The longest river in the world winds for more than 4,000 miles, but it only touches six countries. It starts from Lake Victoria in Uganda and unleashes – seemingly upwards – through Burundi and Ethiopia, South Sudan and Sudan, into its most-associated Egypt. It’s internally counterintuitive, this force that rages up the paper map. This massive ribbon of water is what sustained ancient Egyptians, while they brought history eyeliner and calendars, toothpaste and the written language. It’s lived so long in textbooks. It’s been everyone’s class project at some point and a hero of National Geographic coverage for decades. Seeing it firsthand is strange and intense.

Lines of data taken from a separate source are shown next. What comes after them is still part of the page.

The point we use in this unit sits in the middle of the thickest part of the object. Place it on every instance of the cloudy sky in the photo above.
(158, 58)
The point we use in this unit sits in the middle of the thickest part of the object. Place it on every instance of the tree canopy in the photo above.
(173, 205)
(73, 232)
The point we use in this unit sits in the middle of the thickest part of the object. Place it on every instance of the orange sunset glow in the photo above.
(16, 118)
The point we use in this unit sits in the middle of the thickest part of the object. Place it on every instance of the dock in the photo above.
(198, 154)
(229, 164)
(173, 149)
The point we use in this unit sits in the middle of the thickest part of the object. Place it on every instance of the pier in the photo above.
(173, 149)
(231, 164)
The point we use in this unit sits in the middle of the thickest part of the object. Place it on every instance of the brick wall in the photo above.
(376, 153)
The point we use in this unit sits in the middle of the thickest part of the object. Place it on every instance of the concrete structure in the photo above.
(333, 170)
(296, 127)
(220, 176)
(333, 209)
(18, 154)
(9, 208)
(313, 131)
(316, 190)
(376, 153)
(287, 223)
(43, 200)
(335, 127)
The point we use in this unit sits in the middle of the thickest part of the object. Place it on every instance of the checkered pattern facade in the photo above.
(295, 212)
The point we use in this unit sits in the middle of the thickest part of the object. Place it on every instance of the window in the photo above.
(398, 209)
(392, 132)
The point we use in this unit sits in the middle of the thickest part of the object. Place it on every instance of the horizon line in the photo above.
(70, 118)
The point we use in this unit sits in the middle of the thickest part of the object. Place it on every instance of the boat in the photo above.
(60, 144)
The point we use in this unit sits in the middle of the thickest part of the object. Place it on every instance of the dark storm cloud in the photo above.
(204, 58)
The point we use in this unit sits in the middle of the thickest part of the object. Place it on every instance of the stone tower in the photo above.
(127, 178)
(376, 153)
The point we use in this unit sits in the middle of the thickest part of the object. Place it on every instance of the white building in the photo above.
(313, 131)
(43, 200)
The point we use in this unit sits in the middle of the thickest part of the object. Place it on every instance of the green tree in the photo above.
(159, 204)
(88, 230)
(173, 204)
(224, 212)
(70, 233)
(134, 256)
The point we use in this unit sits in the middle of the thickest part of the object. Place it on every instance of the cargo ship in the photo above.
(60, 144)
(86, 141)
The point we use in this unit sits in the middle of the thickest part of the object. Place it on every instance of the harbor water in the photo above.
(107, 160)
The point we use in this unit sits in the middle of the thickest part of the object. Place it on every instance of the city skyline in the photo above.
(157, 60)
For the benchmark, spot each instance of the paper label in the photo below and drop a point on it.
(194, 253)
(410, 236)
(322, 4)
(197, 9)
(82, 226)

Murchison Falls National Park is named for the river’s roughest patch in Uganda. The waterfall boasts a 140-foot release of water that hammers down a 20-foot gap, sending 11,000 feet of water over the edge every single second.
“Look, you guys. It’s The Nile!”
A river safari here will show you an incredible array of wildlife from a small pontoon boat. You have moments where you are much closer to these magnificent animals then you could be on land.
Annnnd … moments when you are definitely too close.
Sometimes, we nearly earn our own Darwin Awards.
Someday, when I’m 90, I’ll lean out of my wheelchair the way I leaned over the bow of that pontoon boat … and I’ll whisper to the deaf lady next to me, “I once saw a crocodile with a spotted tongue on the banks of the Nile. The Nile. Oh, the Nile.”